Biraz daha fazlası olabilir
Sonuçları ve nedenleri ne olursa olsun yeni 1 Serisi iki aks aralığından kısa olanının üzerinde yükselecek (2670 mm). Bu yılın ikinci yarısında küçük bir makyaj görecek olan güncel 1 Serisi meraklıları bu değerin güncel modelden 2 cm kısa olduğunu fark edeceklerdir. Motor yerleşiminde uzunlamasına konumdan enlemesine geçişin en büyük faydası iç mekân genişliğinde görülecek. Yeni MINI Countryman UKL2 platformunun boyut kullanımı konusunda ne kadar verimli olduğuna iyi bir örnek. 4.35 metrelik uzunluğu selefine göre sadece 2.0 cm artan yeni Countryman’in genişliği ise 1.77 metreden 1.80 metreye çıkmış ve iz açıklığı da artmış. Alçak bir ağırlık merkeziyle birlikte bu veriler dinamik sürüş özellikleri için kulağa hoş geliyor. BMW X2 ile birlikte elektronik sürüş yardımcılarının bir sonraki adımı vektörel tork dağılımına da geçiş yapıyor.
Peki, dört tekerlekten çekiş yardımcı olabilir mi? Virajlarda çeviklik için tam olarak değil. Çünkü UKL2 platformu hang-on olarak adlandırılan bir 4×4 sistemine olanak tanıyor ve tür bir sistemde ancak çok teorik sürüş koşullarında gerçekten arkadan itiş ağırlıklı bir güç dağılımı elde edilebiliyor. BMW’nin performans kolu M GmbH şu sıralar bu tekniği adapte etmekle meşgul. Çünkü M140i, BMW M’in en çok satılan ürünlerinin başında geliyor.

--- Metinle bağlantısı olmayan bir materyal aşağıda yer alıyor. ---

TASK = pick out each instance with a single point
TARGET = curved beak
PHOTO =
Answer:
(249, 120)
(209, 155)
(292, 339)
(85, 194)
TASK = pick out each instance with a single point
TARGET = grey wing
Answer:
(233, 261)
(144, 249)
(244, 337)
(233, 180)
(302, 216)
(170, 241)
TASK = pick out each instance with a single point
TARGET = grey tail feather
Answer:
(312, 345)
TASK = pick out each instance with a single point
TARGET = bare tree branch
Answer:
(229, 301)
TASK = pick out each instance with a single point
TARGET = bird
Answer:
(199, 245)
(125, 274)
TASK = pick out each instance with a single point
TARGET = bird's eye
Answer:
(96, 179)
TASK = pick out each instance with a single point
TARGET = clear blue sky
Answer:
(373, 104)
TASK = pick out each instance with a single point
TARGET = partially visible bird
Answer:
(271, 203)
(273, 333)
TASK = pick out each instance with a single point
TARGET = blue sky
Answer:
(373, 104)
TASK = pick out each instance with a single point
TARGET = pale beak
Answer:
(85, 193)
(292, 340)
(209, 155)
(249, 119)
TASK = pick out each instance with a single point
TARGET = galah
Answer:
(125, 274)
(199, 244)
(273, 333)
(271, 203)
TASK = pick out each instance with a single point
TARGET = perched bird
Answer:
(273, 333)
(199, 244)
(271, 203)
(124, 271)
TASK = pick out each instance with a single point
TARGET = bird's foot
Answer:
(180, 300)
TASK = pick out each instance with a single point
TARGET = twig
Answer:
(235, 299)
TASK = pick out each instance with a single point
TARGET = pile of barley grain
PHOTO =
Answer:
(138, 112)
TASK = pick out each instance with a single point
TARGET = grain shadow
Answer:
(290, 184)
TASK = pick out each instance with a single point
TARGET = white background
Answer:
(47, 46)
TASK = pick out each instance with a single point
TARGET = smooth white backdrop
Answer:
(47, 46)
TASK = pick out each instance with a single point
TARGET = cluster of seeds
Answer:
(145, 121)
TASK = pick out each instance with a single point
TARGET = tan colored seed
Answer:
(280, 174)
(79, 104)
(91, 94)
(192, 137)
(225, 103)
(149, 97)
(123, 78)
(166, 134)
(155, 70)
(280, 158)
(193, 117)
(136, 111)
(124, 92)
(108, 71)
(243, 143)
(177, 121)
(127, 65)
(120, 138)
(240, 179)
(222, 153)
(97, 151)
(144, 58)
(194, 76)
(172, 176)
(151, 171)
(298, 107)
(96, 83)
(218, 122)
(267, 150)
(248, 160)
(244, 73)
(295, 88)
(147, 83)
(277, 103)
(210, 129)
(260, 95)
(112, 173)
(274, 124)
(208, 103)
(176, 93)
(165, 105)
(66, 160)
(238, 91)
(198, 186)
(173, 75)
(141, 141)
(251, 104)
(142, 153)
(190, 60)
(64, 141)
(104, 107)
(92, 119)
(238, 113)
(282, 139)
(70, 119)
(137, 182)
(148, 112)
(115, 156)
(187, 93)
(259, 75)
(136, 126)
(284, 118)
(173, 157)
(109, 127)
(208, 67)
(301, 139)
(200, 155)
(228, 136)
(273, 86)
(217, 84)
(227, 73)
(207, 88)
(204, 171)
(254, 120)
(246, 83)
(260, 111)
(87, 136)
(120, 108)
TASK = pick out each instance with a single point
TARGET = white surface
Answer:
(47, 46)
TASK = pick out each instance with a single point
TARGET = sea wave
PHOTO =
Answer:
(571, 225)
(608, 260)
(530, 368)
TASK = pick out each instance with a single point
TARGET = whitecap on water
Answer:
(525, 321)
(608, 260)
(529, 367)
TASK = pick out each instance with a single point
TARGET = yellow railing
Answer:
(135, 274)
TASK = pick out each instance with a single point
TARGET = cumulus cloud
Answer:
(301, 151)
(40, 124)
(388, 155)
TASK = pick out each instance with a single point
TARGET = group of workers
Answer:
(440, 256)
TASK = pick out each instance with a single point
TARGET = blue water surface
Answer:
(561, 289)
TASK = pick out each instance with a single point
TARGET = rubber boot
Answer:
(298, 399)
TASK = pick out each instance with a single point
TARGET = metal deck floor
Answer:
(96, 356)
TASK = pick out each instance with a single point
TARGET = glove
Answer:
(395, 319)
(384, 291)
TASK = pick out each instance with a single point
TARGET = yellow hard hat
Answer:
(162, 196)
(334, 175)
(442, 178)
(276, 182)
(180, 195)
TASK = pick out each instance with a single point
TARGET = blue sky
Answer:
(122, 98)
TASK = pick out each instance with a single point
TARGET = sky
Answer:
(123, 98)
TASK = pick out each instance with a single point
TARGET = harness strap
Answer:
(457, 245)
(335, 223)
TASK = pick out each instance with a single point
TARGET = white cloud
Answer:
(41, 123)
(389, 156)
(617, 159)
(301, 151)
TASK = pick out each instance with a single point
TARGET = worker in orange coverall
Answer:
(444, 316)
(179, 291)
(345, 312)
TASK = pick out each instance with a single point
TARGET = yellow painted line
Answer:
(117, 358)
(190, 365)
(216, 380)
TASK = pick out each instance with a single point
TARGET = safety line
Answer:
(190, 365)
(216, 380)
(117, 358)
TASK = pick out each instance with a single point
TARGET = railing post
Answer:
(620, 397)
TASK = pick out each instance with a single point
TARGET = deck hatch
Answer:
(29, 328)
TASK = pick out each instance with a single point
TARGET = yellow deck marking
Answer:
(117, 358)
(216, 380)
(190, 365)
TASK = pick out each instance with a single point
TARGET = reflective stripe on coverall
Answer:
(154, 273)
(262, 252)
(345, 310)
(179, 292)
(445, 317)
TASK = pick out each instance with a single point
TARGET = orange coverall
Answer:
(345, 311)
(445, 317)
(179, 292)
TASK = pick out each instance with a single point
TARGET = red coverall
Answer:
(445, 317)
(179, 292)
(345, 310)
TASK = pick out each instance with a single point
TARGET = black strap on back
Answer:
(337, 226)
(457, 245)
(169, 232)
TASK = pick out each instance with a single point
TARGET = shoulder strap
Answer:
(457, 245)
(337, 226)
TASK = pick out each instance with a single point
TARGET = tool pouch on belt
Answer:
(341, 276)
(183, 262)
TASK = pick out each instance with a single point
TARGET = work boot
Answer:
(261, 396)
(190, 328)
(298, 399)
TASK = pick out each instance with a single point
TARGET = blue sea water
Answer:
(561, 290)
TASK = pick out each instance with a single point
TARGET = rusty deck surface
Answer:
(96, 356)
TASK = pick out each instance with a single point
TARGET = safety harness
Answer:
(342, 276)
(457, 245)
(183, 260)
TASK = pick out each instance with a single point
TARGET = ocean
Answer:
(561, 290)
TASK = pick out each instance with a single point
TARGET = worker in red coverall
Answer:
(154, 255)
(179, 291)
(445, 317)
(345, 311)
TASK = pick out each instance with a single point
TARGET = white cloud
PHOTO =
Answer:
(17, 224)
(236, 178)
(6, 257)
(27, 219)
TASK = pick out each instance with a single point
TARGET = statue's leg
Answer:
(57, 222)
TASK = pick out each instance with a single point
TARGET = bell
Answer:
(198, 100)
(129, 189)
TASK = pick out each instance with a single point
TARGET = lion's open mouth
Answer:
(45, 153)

Sadece önden çekiş mi? Güçlü versiyonlarda özellikle de M versiyonunda hayır. Güncel 1 Serisi M’in 326 HP ürettiği düşünüldüğünde yeninin bunu aşacağını tahmin etmek zor değil. Ancak bu sefer sıralı altı silindirli bir ünitenin yerini 2.0 lt’lik dört silindirli bir motor alacak. Ve bu motor aynı zamanda X2’nin 2019’da yollara çıkması beklenen M Performance versiyonunda da görev alacak. Yeni performans motorunun özellikle ilk kalkışta bir boşluk hissi vermemesi için elektrik desteğinden faydalanması da gündemde.
İkinci plug-in
Aslında Garching merkezli M GmbH’da ilk başta hibrit konusu çok ciddiye alınmıyordu. Ancak ne zaman ezeli rakip Mercedes-AMG elektrikle haşı neşir olacağını açıkça duyurdu, M GmbH’da da operasyonel hareketllilik başladı.

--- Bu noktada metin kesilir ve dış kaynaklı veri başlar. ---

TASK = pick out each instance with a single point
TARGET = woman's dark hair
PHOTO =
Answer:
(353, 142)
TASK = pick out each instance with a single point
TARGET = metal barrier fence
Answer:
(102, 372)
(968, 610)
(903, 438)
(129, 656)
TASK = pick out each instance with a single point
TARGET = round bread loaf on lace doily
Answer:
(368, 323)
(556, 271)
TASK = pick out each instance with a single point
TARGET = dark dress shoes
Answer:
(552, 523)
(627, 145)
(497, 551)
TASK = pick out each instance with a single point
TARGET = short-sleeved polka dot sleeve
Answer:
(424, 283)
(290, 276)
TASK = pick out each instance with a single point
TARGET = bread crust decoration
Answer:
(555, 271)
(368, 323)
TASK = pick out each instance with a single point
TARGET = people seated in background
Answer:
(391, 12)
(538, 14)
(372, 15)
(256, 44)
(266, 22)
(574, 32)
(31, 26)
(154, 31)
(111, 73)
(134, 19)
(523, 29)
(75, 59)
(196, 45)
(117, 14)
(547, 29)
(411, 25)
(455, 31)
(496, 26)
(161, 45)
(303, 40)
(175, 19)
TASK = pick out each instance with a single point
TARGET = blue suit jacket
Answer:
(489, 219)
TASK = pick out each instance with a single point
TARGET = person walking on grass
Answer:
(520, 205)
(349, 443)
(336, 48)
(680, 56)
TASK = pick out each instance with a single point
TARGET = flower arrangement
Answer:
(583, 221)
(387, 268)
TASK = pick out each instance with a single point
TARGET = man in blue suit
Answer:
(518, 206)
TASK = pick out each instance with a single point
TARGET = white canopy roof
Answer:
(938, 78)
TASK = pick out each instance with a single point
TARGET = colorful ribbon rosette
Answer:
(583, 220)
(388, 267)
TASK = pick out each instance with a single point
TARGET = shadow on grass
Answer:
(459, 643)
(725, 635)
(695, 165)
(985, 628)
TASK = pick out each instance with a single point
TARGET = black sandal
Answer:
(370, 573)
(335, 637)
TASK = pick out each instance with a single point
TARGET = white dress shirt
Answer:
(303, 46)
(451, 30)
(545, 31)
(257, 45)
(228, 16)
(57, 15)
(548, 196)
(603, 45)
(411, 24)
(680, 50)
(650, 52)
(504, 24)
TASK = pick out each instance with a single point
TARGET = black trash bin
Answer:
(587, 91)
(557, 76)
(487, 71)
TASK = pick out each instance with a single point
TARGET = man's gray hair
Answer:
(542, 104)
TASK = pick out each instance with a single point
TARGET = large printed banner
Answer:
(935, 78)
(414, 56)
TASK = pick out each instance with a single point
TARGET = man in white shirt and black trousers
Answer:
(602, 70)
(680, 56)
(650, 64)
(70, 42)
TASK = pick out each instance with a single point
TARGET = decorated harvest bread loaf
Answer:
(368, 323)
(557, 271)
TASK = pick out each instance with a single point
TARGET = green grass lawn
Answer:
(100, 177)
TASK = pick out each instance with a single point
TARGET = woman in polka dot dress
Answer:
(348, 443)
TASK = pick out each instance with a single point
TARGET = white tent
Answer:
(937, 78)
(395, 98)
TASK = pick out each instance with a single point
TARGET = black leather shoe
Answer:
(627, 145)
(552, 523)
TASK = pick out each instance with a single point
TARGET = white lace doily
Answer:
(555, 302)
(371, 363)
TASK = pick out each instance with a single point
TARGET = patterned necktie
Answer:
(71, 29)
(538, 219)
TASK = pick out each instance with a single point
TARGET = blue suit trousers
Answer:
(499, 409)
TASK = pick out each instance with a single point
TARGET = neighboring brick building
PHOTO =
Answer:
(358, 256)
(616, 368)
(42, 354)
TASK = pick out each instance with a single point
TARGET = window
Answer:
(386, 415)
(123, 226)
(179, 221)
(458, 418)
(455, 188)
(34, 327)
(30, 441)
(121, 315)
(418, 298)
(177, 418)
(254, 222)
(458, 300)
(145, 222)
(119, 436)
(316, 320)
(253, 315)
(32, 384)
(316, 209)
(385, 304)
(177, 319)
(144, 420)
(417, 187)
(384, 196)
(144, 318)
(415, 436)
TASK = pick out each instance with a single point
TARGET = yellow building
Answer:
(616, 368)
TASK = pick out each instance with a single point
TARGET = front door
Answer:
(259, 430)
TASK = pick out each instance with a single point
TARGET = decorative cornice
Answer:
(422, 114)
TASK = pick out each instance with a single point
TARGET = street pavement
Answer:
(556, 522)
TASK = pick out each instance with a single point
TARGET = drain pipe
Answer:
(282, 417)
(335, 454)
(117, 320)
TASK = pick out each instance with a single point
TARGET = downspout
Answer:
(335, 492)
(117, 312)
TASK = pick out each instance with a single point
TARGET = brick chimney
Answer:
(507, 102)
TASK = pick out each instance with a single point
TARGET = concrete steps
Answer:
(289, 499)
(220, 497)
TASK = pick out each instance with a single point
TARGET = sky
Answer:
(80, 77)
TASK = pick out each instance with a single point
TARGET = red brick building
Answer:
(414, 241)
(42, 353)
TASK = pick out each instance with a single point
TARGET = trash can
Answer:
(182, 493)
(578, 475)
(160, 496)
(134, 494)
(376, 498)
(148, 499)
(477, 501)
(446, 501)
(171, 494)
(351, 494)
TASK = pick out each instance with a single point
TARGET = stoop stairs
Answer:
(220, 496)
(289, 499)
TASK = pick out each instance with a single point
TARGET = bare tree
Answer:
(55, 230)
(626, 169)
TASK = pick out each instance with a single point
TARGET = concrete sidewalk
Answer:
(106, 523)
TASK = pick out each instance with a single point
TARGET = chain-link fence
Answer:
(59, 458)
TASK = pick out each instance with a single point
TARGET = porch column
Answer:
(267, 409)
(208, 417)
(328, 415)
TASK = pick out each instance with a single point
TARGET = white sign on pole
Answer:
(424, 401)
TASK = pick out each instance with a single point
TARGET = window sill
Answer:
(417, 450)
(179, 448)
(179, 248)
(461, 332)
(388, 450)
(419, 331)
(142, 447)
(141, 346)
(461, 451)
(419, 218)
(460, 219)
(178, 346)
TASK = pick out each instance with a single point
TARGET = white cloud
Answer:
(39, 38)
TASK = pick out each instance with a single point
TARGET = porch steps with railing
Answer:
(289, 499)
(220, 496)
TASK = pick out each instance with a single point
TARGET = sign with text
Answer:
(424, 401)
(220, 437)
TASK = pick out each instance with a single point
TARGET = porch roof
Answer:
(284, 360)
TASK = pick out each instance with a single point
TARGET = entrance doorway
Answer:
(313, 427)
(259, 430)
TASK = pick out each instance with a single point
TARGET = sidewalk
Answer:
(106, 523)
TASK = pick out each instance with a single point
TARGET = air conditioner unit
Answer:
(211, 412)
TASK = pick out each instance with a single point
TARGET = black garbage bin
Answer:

225xe’de tanıdığımız hibrit sistem bir kompakt otomobil için fazlasıyla büyük ve hantal. Bunun dışında X1’e göre daha alçak olan X2 için de fazla büyük görünüyor. Ancak daha küçük boyutu ve hafif bataryaların kullanılacağı bir sonraki nesil plug-in hibrit sistemi uygun görünüyor. Sistem aynı zamanda 2020’den itibaren yollara çıkması beklenen önden çekişli 2 Serisi Gran Coupe’de de kullanılacak. Audi A3 ve Mercedes CLA ile rekabet edecek olan otomobil, arka camla birlikte açılan bagaj kapağıyla daha pratik olmayı hedefliyor.
BMW, 2013 yılında tanıttığı yeni motor neslindeki ilk evrim adımını bu yıl atıyor. Amaç emisyon değerlerini yüzde 5 düşürmek. Bunun için sadece yazılım güncellemesi mi yapılıyor diye soranlar olabilir. Ancak BMW, bu konuda donanımsal değişikliklere de gidiyor: Manifold ve turbo silindir kafasına entegre edilirken, dört silindirli dizellerde çift turboya geçiliyor. Yeni nesil motorlar bu yılın sonundan itibaren bazı BMW modellerinde işbaşı yaparken, güncel 1 Serisi’nde kullanılmayacak.
Ya altı silindirliler ne olacak? 3 Serisi ve üzerindeki modellerde kullanımları sürecek. Kompakt sınıf cephesindeyse 2 Serisi coupe ve cabrio’da görev yapmaya devam edecekler. İki kompakt spor otomobil de bu halleriyle 2021 yılına kadar üretilecek. Bir halefleri olacak mı? Şimdilik muhtemelen denebilir. En azından kurbağa, tavşan ve atı seven BMW çalışanları için.